New York City's soda ban on cups larger than 16 ounces was set to take effect Tuesday. Until a judge put a stop to it.
New York Supreme Court Justice Milton Tingling struck down the ban saying it was, "arbitrary and capricious."
Tingling pointed out the inconsistencies in the ban pushed by Mayor Michael Bloomberg. He wrote, "It applies to some but not all food establishments in the city. It excludes other beverages that have significantly higher concentrations of sugar sweeteners and/or calories."
For example, convenience stores could sell large sodas, but restaurants and movie theaters could not. Tingling also wrote that because patrons could get refills on 16- ounce cups the ban wouldn't be effective.

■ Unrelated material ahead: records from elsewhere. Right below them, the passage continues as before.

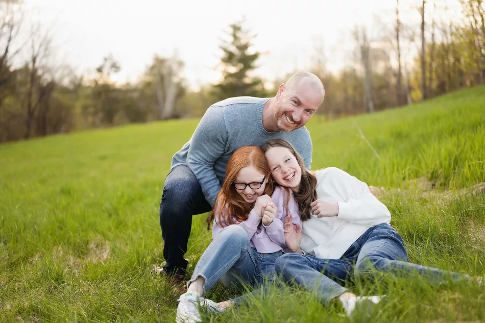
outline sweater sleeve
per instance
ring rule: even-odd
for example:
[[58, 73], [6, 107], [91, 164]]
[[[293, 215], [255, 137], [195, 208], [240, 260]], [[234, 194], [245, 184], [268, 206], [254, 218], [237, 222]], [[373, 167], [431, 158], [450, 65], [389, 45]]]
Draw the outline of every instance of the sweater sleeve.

But the most important part of Tingling's decision reeled in Bloomberg's power. The Mayor's Office said the City Board of Health has broad powers to "better the public health." The New York Times explained:
That interpretation, the judge wrote, "would leave its authority to define, create, mandate and enforce limited only by its own imagination," and "create an administrative Leviathan."
Had this ban gone into effect, the ramifications would have been much larger than a 20-ounce soda. New York City's government would have limited almost any product a business can and cannot sell at will as long it bettered the public health.
Could donuts and double cheeseburgers be next? What about sugary sports drinks or candy bars? Once power is taken away, it is hardly ever given back.
Perhaps the best course of action the city could take is refusing to pay the health care costs of individuals who refuse to take care of themselves.
That may never happen, but at least sometimes common sense still wins.